Beyond that, the supervisors’ direct involvement is in the issuance of bonds for the hospital. Brown said — aside from the current 5-mil standby requirement from which the board hopes to be freed — the hospital is responsible for its debt.
“These are revenue bonds, and expressly revenue bonds mean that the note holder’s remedy (for money owed) is to go through the revenue of the hospital,” Brown said. “If the hospital was to default and go out of existence, only the revenues would be subject to the creditors of the hospital.”
If the county wanted to sell or lease the hospital, Brown said the law dictates that the supervisors would have to hire somebody to complete a feasibility study of the sale or lease. Once the study was completed, a public hearing about the sale would have to be held, and the county would negotiate with those who had submitted proposals.
While the supervisors can sell the hospital without the trustees, the trustees have some veto power if it was to be leased, Brown said.
“You will want the trustees to be involved in whatever you do, because they’re the ones who are more familiar with what is going on there,” Brown said.
Changes and plans
On Jan. 7, the county supervisors appointed three new members to the hospital board of trustees, replacing members whose terms were expiring. Four seats on the board of trustees were expiring, but the supervisors reappointed one of them, John Serafin.
While some supervisors had previously spoken about being unhappy about not being let in on the terms of the QHR settlement, Lazarus said the new appointments should not be construed as being made out of spite.
“We didn’t replace anybody out of meanness,” Lazarus said. “I don’t think anything was personal or anybody was doing a bad job; this doesn’t have anything to do with those board members (who were replaced), they have all done a wonderful job.”
Rather than nominating new members to replace a specific member, the supervisors nominated a slate of possible new trustees and voted by secret ballot, with the four nominees who received the most votes being appointed.
Grennell said he was shocked so many new members were appointed.
Supervisor Calvin Butler said the new appointments were made at least in part because three members of the board of supervisors are new and wanted their stamp on the hospital board.
“I am not really sure how a lot of those people were appointed, but we wanted to take our own avenue, saying that during our tenure we appointed those people,” Butler said. “We didn’t have anything that drove us to putting on a different person other than wanting to have a little more input on the board itself.”
The new trustees will begin their terms Feb. 4.
The Rev.
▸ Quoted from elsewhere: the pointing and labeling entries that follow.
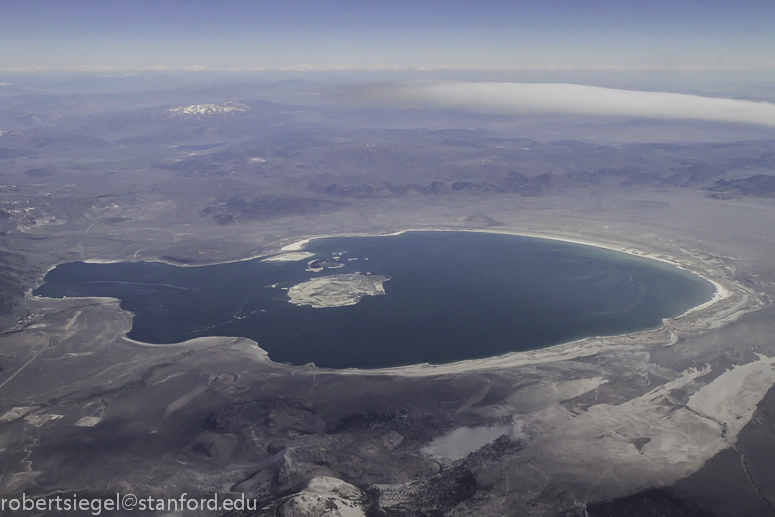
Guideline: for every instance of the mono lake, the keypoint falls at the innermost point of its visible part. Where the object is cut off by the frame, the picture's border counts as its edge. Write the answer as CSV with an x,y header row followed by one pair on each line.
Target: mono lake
x,y
416,297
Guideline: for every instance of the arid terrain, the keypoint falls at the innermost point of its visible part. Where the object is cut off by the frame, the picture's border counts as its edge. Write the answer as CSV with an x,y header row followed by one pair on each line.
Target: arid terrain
x,y
674,421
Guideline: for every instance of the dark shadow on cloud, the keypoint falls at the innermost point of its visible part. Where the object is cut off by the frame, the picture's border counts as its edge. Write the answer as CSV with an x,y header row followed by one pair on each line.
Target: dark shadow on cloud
x,y
514,98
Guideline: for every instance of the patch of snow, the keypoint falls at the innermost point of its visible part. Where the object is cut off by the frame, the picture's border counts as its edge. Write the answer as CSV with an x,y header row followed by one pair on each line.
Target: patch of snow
x,y
207,110
461,442
325,496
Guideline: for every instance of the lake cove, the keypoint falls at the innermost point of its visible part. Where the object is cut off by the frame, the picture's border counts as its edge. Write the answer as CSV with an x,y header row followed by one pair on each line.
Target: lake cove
x,y
416,297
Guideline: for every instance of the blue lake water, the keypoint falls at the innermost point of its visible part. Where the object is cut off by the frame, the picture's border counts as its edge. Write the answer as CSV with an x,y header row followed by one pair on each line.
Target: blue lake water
x,y
451,296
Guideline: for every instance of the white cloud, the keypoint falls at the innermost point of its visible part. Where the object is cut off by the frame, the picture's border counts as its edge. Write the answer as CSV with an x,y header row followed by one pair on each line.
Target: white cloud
x,y
511,98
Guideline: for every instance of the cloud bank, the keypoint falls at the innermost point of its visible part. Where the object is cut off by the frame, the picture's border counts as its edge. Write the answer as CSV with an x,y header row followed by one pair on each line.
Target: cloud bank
x,y
513,98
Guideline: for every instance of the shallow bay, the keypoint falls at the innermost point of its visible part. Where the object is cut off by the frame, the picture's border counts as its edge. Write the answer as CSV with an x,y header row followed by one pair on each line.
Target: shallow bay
x,y
451,296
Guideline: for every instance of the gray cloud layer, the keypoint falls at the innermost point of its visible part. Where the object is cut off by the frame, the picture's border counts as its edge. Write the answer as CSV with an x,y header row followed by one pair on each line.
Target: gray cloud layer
x,y
572,98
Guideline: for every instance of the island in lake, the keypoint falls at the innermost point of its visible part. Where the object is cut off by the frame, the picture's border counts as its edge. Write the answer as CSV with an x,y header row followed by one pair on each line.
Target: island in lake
x,y
337,290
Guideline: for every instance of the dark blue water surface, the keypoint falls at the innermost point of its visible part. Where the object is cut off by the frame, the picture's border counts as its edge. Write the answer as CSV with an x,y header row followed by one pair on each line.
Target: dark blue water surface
x,y
452,296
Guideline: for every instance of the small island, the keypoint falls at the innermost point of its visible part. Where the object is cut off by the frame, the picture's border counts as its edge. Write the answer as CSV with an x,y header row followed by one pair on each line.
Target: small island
x,y
337,290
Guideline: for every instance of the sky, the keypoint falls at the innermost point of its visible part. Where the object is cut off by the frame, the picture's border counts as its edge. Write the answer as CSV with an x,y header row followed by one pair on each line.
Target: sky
x,y
78,35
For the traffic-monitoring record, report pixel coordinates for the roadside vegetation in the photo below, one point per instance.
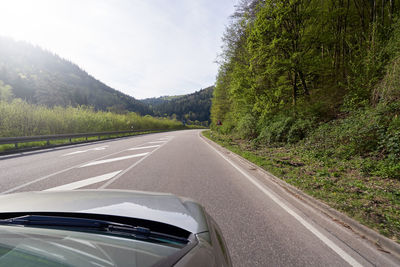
(310, 90)
(19, 118)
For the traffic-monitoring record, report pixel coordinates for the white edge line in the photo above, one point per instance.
(143, 147)
(84, 182)
(344, 255)
(55, 173)
(129, 168)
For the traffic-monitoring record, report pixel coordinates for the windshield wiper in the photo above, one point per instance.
(137, 232)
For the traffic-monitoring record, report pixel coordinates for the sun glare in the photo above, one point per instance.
(33, 21)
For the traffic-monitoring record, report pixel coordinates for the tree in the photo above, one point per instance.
(6, 93)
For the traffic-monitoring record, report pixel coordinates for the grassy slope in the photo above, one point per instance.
(374, 201)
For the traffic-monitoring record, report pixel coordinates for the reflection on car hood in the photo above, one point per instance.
(166, 208)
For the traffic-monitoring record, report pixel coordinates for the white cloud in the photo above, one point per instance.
(144, 48)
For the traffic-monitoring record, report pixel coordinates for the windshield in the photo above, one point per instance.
(26, 246)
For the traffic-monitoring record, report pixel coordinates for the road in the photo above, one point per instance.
(263, 225)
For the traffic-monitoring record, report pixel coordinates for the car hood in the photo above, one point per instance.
(166, 208)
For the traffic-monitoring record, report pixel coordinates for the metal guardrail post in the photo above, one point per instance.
(48, 138)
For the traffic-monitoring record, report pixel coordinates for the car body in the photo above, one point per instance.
(107, 228)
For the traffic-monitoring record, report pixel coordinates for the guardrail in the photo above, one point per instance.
(48, 138)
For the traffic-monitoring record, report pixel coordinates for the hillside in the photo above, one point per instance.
(192, 107)
(310, 91)
(41, 77)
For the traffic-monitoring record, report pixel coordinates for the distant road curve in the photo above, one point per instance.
(263, 225)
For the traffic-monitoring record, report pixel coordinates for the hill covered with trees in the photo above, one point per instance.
(41, 77)
(310, 90)
(189, 108)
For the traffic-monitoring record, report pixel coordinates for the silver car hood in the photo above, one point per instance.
(166, 208)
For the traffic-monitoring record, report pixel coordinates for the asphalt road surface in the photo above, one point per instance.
(262, 224)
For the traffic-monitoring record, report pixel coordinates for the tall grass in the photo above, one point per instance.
(19, 118)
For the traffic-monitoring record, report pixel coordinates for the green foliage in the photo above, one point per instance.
(5, 92)
(19, 118)
(40, 77)
(189, 108)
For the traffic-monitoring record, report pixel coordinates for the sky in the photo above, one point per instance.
(144, 48)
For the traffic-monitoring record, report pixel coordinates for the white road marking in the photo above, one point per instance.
(83, 151)
(113, 159)
(55, 173)
(143, 147)
(344, 255)
(85, 182)
(129, 168)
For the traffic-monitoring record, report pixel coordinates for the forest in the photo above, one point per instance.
(41, 77)
(300, 68)
(191, 108)
(310, 91)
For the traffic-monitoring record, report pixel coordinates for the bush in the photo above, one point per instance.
(247, 127)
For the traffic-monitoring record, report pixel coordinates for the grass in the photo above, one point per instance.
(58, 142)
(372, 200)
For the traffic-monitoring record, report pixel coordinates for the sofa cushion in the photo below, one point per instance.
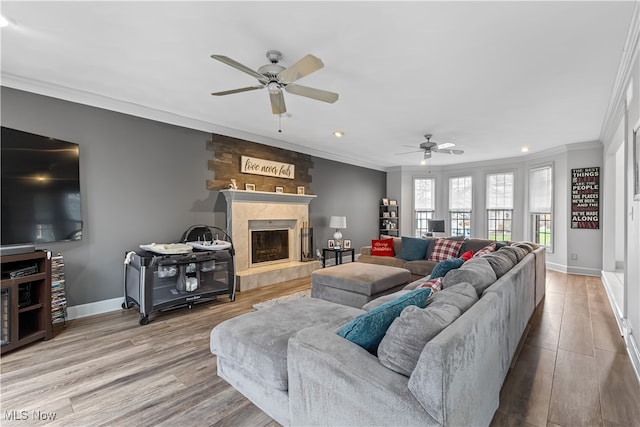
(435, 284)
(445, 249)
(443, 267)
(421, 267)
(500, 261)
(477, 271)
(263, 350)
(475, 245)
(466, 256)
(402, 345)
(508, 253)
(384, 299)
(368, 329)
(463, 295)
(530, 245)
(382, 247)
(487, 249)
(413, 248)
(518, 252)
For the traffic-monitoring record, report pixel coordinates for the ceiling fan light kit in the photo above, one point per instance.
(275, 77)
(428, 147)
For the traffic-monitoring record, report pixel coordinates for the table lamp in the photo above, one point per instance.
(338, 222)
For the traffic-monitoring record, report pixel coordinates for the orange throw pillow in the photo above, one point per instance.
(382, 247)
Leroy White, chairman of the NRMC board of trustees, said the board would have a retreat with the new and outgoing members, the hospital’s administrative leadership and their attorney to bring everyone up to speed on what is happening.
As for what the hospital is going to do with the settlement money, White remained mum, saying he wouldn’t discuss it publicly until he had first spoken with the county supervisors. Both Lazarus and Supervisor David Carter expressed support for using the settlement to pay down what debt the hospital has remaining.
“The (hospital board) has a plan, both long- and short-term, and we need to make that presentation to the board of supervisors. They can’t say ‘yea’ or ‘nay,’ but they need to be informed and know it is a solid plan, and the board of trustees will welcome their suggestions,” Brown said.
Members of the public who have concerns about the hospital, its future or its relationship with the county need not sit in silence, White said.
Contact the hospital trustees, he said. That’s why they’re there.
“We are the community ears for the hospital,” he said. “The community would contact us with what they would like or would have a problem with. All those who are sitting on the board, we are appointed to represent the community, especially the community of Adams County. We are looking out for them and looking to have the best medical group we can here in Adams County.”